Can we modify drug resistant bacteria to prevent the expression of resistance determinants? Such an approach could revive the use of older antibiotics that have become less effective due to the emergence and spread of resistance. There is little doubt that compounds that restore the sensitivity of major pathogens to established antibiotics would be invaluable therapeutic aids and could have significant impact on the cost of treatment. With this in mind, we investigated the capacity of components of Japanese green tea to modulate the expression of proteins critical for the determination of ß-lactam resistance in S. aureus. Resistance to methicillin and other ß-lactam drugs arises in MRSA isolates due to the acquisition of a modified penicillin binding protein (PBP2a) to which ß-lactams bind only poorly. Epicatechin gallate (ECg), a major component of green tea, is able to sensitise MRSA to ß-lactam antibiotics by a subtle mechanism that involves insertion of the modifier into the bacterial membrane, a process that compromises the synthesis of the cell wall that is in part mediated by PBP2a. Further, insertion of ECg into the membrane inhibits the export of a variety of toxins and other proteins that MRSA requires in order to cause infection. Thus, ECg compromises both drug resistance and bacterial virulence through a common mechanism and we are designing derivatives of ECg that have pharmacologically acceptable properties.
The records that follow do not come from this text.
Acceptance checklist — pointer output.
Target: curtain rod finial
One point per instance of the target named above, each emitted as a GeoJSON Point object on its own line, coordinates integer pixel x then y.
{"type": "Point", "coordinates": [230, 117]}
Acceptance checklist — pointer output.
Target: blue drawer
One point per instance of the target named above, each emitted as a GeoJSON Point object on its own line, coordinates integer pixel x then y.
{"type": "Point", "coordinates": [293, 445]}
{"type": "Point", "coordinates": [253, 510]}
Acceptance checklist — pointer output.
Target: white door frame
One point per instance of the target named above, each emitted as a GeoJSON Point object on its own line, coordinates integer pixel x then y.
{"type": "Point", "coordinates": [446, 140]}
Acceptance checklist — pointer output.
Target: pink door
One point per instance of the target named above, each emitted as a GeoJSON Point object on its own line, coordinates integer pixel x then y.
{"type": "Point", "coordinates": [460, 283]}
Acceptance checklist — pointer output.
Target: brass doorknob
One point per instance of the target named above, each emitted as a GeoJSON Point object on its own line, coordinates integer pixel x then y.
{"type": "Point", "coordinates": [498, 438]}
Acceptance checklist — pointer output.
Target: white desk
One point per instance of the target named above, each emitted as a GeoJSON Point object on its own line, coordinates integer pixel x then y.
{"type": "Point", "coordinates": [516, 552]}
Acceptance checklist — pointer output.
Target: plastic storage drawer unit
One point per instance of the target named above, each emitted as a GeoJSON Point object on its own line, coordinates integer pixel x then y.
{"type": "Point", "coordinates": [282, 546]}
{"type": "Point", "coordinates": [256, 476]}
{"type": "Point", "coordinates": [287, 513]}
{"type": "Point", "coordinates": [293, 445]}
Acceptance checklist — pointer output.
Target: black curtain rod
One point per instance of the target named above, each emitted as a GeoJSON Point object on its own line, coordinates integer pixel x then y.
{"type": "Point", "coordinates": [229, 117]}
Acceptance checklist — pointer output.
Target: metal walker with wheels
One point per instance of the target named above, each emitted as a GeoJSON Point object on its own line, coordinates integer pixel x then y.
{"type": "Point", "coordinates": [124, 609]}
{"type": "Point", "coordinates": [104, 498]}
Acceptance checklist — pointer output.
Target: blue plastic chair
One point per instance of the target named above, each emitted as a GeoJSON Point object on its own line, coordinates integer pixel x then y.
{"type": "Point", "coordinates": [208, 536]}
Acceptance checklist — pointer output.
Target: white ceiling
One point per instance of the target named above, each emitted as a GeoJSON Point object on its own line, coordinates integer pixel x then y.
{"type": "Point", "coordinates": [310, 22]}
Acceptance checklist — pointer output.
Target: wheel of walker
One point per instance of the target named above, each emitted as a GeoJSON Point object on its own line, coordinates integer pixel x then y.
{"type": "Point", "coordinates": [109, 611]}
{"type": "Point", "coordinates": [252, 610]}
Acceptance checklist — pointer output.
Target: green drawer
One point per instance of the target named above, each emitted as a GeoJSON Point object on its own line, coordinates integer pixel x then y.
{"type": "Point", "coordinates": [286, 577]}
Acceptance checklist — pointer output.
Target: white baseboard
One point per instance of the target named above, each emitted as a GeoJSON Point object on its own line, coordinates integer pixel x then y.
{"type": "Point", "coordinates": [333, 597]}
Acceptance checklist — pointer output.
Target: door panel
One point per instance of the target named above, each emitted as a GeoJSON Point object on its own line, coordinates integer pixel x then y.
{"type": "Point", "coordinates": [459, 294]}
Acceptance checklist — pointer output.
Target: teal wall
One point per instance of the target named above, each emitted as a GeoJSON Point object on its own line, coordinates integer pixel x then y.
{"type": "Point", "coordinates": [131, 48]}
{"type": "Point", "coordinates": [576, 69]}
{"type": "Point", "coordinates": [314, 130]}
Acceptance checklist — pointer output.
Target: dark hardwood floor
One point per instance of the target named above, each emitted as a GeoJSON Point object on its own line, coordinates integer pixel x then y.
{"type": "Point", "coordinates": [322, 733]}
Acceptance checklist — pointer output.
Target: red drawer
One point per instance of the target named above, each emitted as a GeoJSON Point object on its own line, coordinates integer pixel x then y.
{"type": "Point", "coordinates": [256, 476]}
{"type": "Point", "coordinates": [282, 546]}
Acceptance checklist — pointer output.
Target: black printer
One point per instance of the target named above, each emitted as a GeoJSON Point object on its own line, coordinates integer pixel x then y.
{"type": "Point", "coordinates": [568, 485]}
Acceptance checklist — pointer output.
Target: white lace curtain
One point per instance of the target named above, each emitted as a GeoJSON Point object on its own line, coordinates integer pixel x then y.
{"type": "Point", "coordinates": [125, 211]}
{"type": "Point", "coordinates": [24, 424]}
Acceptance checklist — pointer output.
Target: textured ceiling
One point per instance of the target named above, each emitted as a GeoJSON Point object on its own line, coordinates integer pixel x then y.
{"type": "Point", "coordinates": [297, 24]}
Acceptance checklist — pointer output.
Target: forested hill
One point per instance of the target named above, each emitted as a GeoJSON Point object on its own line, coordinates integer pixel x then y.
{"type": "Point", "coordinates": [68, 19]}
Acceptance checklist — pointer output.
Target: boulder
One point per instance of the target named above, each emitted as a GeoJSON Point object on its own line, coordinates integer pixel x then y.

Natural products may also provide tools to increase the efficacy of cellular immune functions should they compromise the capacity of the host to ward off infection. We have found that root extracts of plants belonging to the genus Pelargonium (geraniums) contain compounds with activities against Mycobacterium tuberculosis. Extensive use of these extracts in Southern African native medicine has indicated efficacy against a range of respiratory conditions. Extracts contain a number of compounds that have little or no direct mycobactericidal capacity but are able to induce macrophages to engulf and kill the tubercule bacillus, raising the possibility that such compounds may stimulate the removal of the pathogen from the lungs of infected patients by a mechanism that is unlikely to be selected for drug resistance. New TB drugs are badly needed and such mixtures, given as supplements to conventional chemotherapy, could find a role in the therapy of a disease that is notoriously difficult to control. The challenge remains to convert these promising laboratory approaches into effective medicines to preserve the efficacy of our dwindling antibacterial armamentarium in a way that would meet with the approval of 'Darwinists' such as myself.